43Da in der polizeilichen Kriminalstatistik die später eingestellten Strafverfahren zunächst noch mitberücksichtigt werden, dürfte diese noch aussagekräftiger sein. Allerdings ist zu beachten, dass dort die Methode der Tatverdächtigenzählung über die Jahre mehrfach verändert wurde, so dass die „Tatverdächtigenbelastungszahlen“ (ermittelte Tatverdächtige auf 100 000 gleichaltrige Personen ohne Kinder unter 8 Jahren) über die Jahre nicht verlässlich miteinander zu vergleichen sind. Erst seit 1984 gibt es die sog. „echte“ Tatverdächtigenzählung, bei der ein Tatverdächtiger, der während des Berichtszeitraums mehrfach auffällig geworden ist, in den Ländertabellen nur einmal und nicht mit der Zahl der gegen ihn anhängigen Strafverfahren erfasst wird. Seit 2009 ist die „echte“ Tatverdächtigenzählung auch für die Bundestabellen möglich, so dass diejenigen Mehrfachtäter, die im Berichtszeitraum in mehreren Bundesländern kriminell auffällig geworden sind, auch in den Bundestabellen nur einmal auftauchen.

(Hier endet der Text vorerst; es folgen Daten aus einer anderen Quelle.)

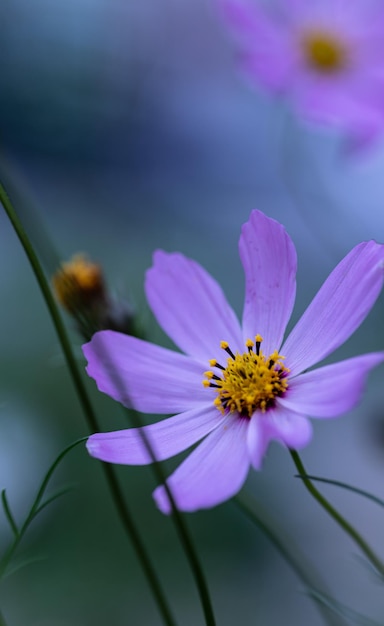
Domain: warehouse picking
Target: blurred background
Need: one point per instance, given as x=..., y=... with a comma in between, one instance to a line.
x=126, y=127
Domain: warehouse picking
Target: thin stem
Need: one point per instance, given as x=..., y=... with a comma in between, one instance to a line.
x=2, y=620
x=181, y=529
x=305, y=572
x=116, y=492
x=19, y=533
x=339, y=519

44Der in der Verurteilungsstatistik bis 1995 zu verzeichnende Kriminalitätsrückgang ist hier nicht zu erkennen. Es spiegelt sich in den gegenüber den Tatverdächtigenbelastungszahlen zeitweise niedrigeren Verurteilungszahlen deutlich die informelle Erledigungspraxis nach §§ 45, 47 JGG wieder, die dann Ende der 90er Jahre wieder eingeschränkt wurde. Eine andere Erklärung könnte sein, dass eine erhöhte Sensibilisierung der Bevölkerung vermehrt zur Anzeige von Bagatellkriminalität und minder schweren Delikten geführt hat oder Anzeige solcher Vorgänge, deren Tathergang in den Ermittlungen letztlich unklar blieb, so dass nach § 170 II StPO eingestellt werden musste. Ab etwa dem Jahr 2005 sinken die Tatverdächtigenbelastungszahlen wieder. Zeitgleich gehen die Verurteiltenzahlen nach 2005 zurück.

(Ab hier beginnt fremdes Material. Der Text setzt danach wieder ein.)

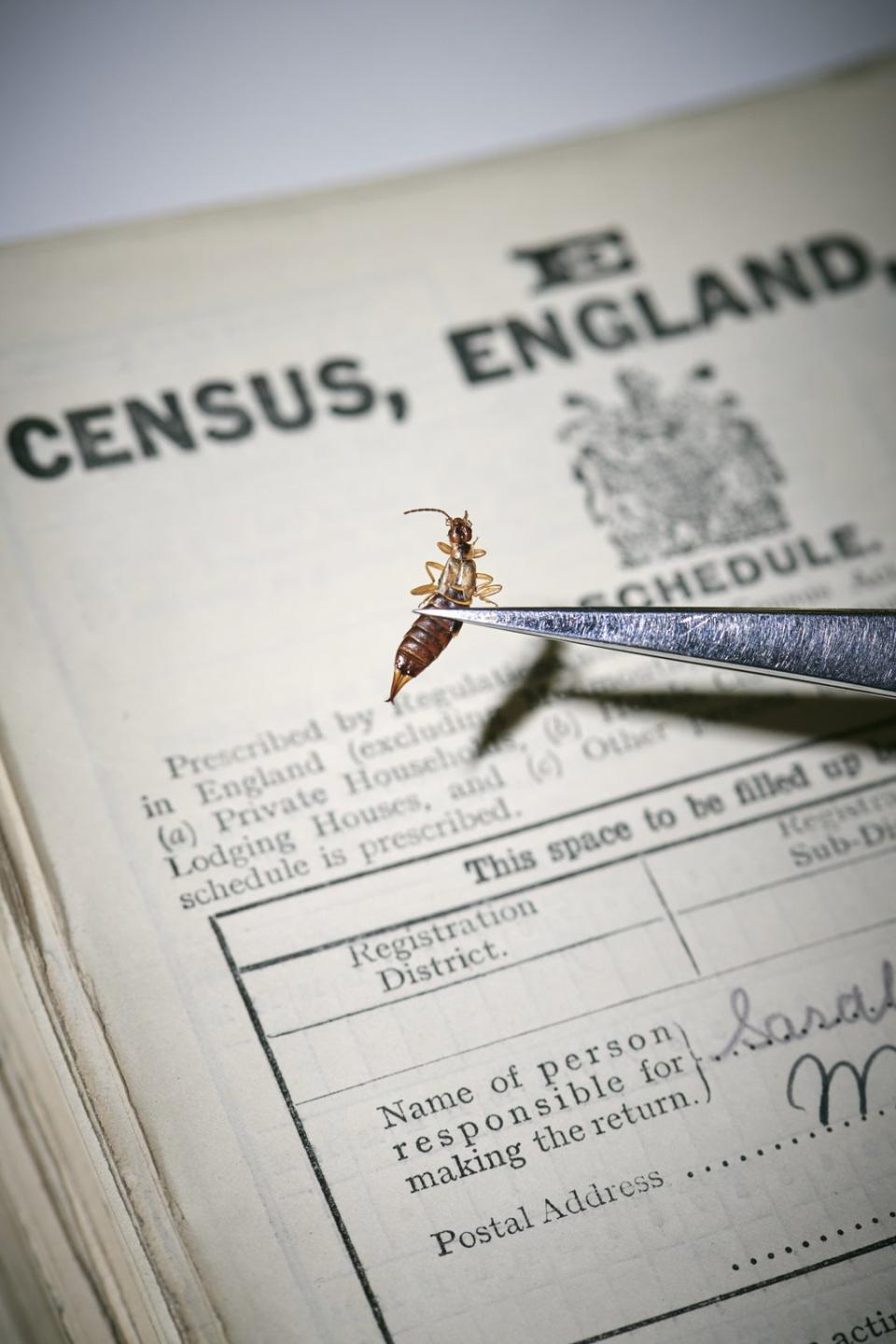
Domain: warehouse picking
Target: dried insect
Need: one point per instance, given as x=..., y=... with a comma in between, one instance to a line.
x=453, y=582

45Die Tatverdächtigenbelastungszahlen ab 1995 sind mit den früheren aber nur bedingt vergleichbar, weil seit 1995 nur noch die deutschen Tatverdächtigen in der Zählung berücksichtigt werden. Seit 2009 hat sich zudem auch bundesweit die „echte“ Tatverdächtigenzählung durchsetzen können, d. h. auch Tatverdächtige, die in mehreren Bundesländern während des Berichtszeitraums auffällig geworden sind, sind seither in den Bundestabellen nur einmal erfasst. Bis 2009 erschienen die Tatverdächtigenbelastungszahlen in der bundesweiten polizeilichen Kriminalstatistik daher bis zu 3 % überhöht.

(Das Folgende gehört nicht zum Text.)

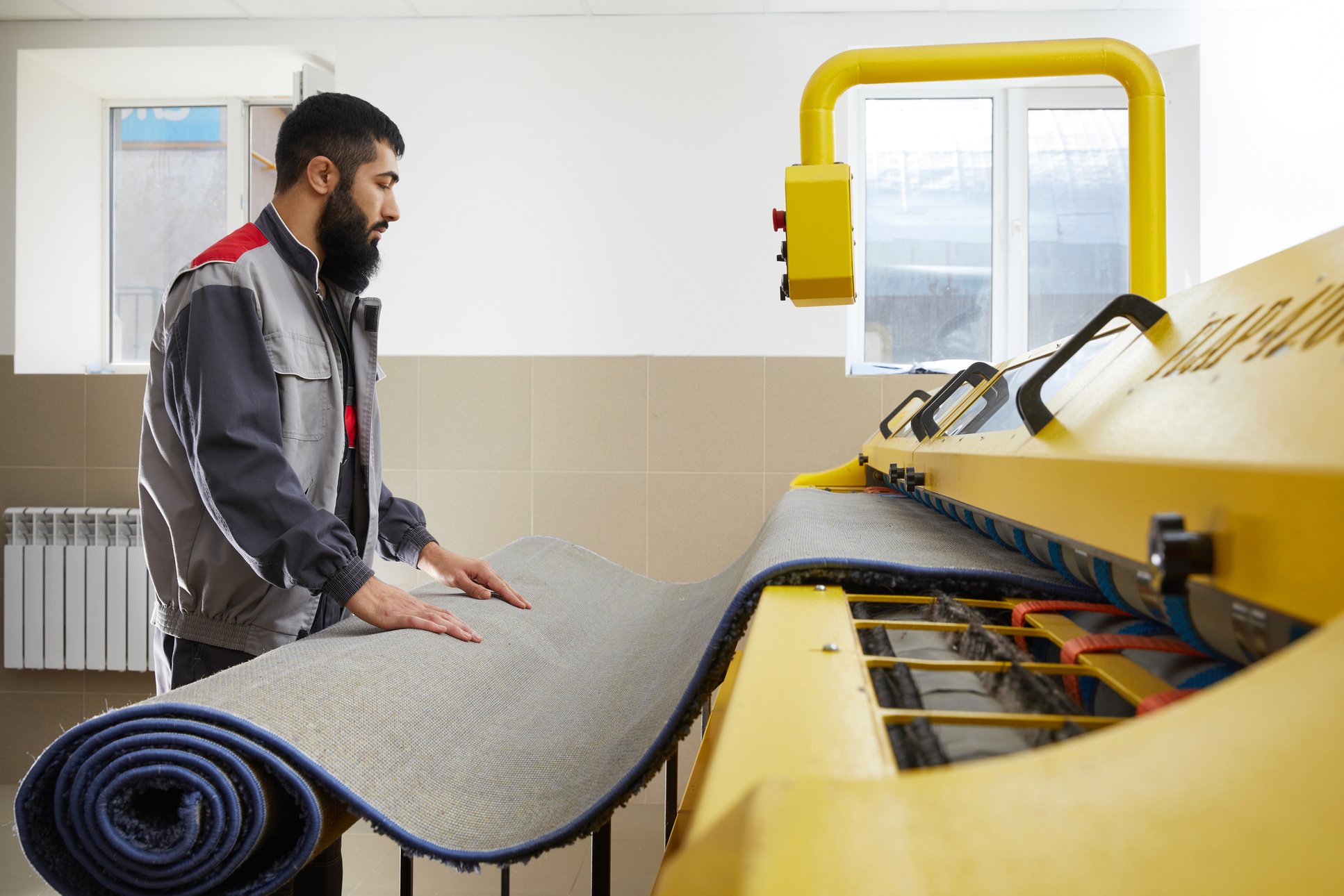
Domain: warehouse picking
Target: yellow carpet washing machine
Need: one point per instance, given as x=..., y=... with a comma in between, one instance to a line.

46Alles in allem zeigen die Tatverdächtigenbelastungszahlen bei Jugendlichen, Heranwachsenden und Kindern eine starke Kriminalitätszunahme bis etwa zum Jahre 2004. Seither sinken die Zahlen wieder. Es gibt bei Jugendlichen und Heranwachsenden keine so hohe Kriminalitätsbelastung mehr wie in früheren Jahrzehnten.62 Vor allem die 90er Jahre erscheinen in der Statistik als stark von Kriminalitätszunahme gezeichnetes Jahrzehnt, wobei in diesen Jahren insbesondere das überproportional schnelle Ansteigen der Kinderkriminalität63 (Tatverdächtige unter 14 Jahren) auffiel.